To grow, Portuguese companies need to export to markets with growing demand for their products and Portugal needs to turn its smart technologists into leaders of successful start-ups. These were among the topics I presented to a group of about 140 business leaders in Coimbra – a university town that’s a two hour drive north of Portugal’s capital, Lisbon.
Then I was a speaker at a conference in Lisbon called Silicon Valley Comes to Lisbon where I gave a two hour talk to a packed room of entrepreneurs at one of many former Lisbon palaces now rented out for meetings and tourists.
That talk got to the heart of Portugal’s biggest challenge if it seeks to grow – a culture of inertia. Unlike in India, whose entrepreneurs have no hesitation in getting on an airplane and flying to Silicon Valley to raise capital for their startups; Portugal’s young entrepreneurs have not yet shown they can do that.
But based on the dozens of entrepreneurs I met at this conference, there is a significant amount of energy, passion and technical skill that has come out of Portugal’s universities – many of which have world-class technology.
I had the opportunity to speak briefly with Portugal’s president, Dr.

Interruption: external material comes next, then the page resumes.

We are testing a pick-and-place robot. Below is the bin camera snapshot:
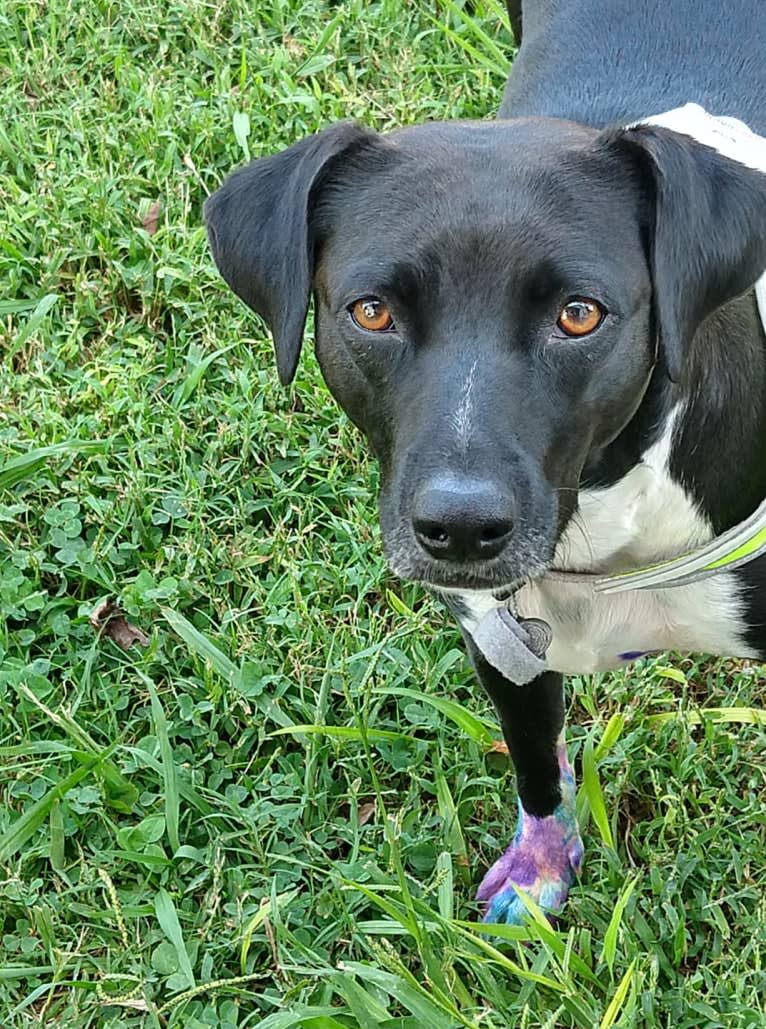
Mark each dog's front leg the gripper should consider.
[466,634,583,924]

Aníbal Cavaco Silva, to discuss with him the work I have been doing to help change Portugal’s entrepreneurial culture since 2010 — such as leading a learning tour for business leaders from the Azores (a group of nine volcanic Portuguese islands in the Atlantic) to MIT and its spin-off companies.
And Dr. Silva himself had just returned from Silicon Valley from a trade mission to introduce some leading Portuguese entrepreneurs to Silicon Valley investors.
But I am convinced that in order for Portugal to take the enthusiasm that I saw and turn it into successful businesses, it will need to build a bridge that connects those young start-up CEOs to the capital providers around the world who are willing to take a risk on their ability to succeed.
And I believe that bridge ought to be built on shared technology expertise. Simply put, that means that the entrepreneurs must seek out the venture capitalists around the world with the greatest expertise in their particular technology.
If the Portuguese start-ups can learn how to persuade those investors to provide them with capital, then there’s hope that Portugal can reverse its economic decline.
But doing that will require a cultural transformation. Instead of inertia, Portuguese entrepreneurs will need to take responsibility for their own success and take risks — such as bootstrapping to find a viable business model and traveling to meet with potential capital providers who can help spur their further growth.
Perhaps they can find inspiration from the Portuguese explorers who left its shores in boats and returned with lucre. Or they can look at more recent success stories, such as Coimbra-based Critical Software, about which I wrote in June.
In a November 15th meeting with its CEO, Goncalo Quadros, I was impressed that he has the indomitable spirit needed to bash away any obstacles to Critical Software’s future growth. Among his biggest concerns now is making sure that the company does not become complacent.
And if Critical Software’s success — and that of other successful Portuguese start-ups — can serve as role models for its emerging ventures, Portugal’s entrepreneurial renaissance could indeed spur an economic revival.